In 19th century Philippines, there weren’t too many choices when people were bored, had nothing else better to do and needed to pass the time. A common, everyday scene was of people playing panguingue, a rummy-like gambling card game developed in the western United States where 440 cards are used and two to eight people can play.
Panguingue was so popular, Filipinos sitting at tables playing this card game appeared in the art of the 19th century. The men are often wearing striped or solid Barong Tagalog or camisa de chino, solid or patterned pants, and western hats or putong (head wraps). The women are portrayed in solid or patterned baro’t saya (blouse and skirt). By today’s standards, people may think this was “dressed up” or dressing formally. But, wearing barongs and baro’t saya back then was as everyday as this game.
“Ynterior de una casa de tabla y caña y un reunion de Panguingui” by Jose Honorato Lozano circa 1857. A group of seven in barongs, patterned pants and baro’t saya play the card game in an upper class home.

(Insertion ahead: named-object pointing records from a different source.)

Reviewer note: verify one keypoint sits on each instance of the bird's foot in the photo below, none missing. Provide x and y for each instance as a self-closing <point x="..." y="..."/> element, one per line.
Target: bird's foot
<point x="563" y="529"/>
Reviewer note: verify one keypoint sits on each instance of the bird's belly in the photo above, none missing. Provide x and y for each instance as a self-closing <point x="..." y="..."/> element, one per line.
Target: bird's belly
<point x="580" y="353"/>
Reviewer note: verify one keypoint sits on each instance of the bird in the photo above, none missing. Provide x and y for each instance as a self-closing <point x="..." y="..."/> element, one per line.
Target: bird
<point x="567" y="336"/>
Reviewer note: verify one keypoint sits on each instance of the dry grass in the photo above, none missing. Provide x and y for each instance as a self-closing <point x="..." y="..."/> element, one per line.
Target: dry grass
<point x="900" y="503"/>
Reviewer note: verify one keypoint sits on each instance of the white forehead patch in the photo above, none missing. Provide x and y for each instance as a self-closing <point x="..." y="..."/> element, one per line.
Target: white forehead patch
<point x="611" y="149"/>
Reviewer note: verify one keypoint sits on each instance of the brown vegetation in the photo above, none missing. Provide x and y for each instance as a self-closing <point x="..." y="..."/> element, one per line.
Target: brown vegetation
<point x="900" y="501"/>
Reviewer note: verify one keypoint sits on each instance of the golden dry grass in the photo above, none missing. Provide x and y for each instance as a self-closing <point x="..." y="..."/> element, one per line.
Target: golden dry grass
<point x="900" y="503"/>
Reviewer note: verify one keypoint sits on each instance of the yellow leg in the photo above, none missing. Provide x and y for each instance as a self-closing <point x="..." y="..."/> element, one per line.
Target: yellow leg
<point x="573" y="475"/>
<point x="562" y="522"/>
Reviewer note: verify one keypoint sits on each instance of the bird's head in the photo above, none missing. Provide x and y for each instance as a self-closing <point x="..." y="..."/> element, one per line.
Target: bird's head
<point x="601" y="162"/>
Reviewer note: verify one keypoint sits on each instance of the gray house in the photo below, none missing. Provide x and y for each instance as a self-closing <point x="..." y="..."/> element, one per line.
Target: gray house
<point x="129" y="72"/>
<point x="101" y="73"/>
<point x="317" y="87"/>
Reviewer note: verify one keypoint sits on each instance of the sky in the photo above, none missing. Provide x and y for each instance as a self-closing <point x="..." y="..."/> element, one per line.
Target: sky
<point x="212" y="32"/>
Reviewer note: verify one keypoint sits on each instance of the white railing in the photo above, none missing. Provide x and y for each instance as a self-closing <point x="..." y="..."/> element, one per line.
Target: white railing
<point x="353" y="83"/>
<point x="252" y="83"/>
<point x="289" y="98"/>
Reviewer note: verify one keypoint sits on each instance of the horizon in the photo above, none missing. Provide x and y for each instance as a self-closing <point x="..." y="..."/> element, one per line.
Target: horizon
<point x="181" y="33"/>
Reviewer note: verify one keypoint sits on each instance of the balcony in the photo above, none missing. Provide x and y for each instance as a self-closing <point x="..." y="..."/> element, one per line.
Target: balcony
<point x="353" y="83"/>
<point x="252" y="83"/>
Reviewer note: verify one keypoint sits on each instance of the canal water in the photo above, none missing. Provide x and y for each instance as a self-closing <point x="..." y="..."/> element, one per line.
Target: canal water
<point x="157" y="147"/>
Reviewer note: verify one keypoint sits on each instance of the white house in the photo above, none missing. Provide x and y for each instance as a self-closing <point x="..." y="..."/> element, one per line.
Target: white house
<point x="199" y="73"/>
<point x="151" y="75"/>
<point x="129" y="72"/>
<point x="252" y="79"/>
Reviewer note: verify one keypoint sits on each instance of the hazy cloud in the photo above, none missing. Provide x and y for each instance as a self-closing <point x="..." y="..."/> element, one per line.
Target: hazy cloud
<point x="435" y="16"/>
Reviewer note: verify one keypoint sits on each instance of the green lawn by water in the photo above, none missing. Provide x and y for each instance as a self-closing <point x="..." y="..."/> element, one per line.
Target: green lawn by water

“Juegos de villar y panguingue de los indios” by Jose Honorato Lozano circa mid to late 19th century. A large recreation room with native Filipinos playing billiards in the rear to the right and two simultaneous games of panguingue in the foreground to the left. The men are in their barongs, and the women in baro’t saya.
“Panguingue” by Jose Taviel de Andrade circa late 1800’s. A very realistic and detailed depiction of a panguingue session at a home. The men are in white barongs or camisa de chino, pants and hats, and the women are in baro’t saya. You can see the details of the clothes of the woman in the foreground - her plaid skirt, striped baro, with pañuelo (kerchief or scarf), tapis (over skirt) and abaniko (fan).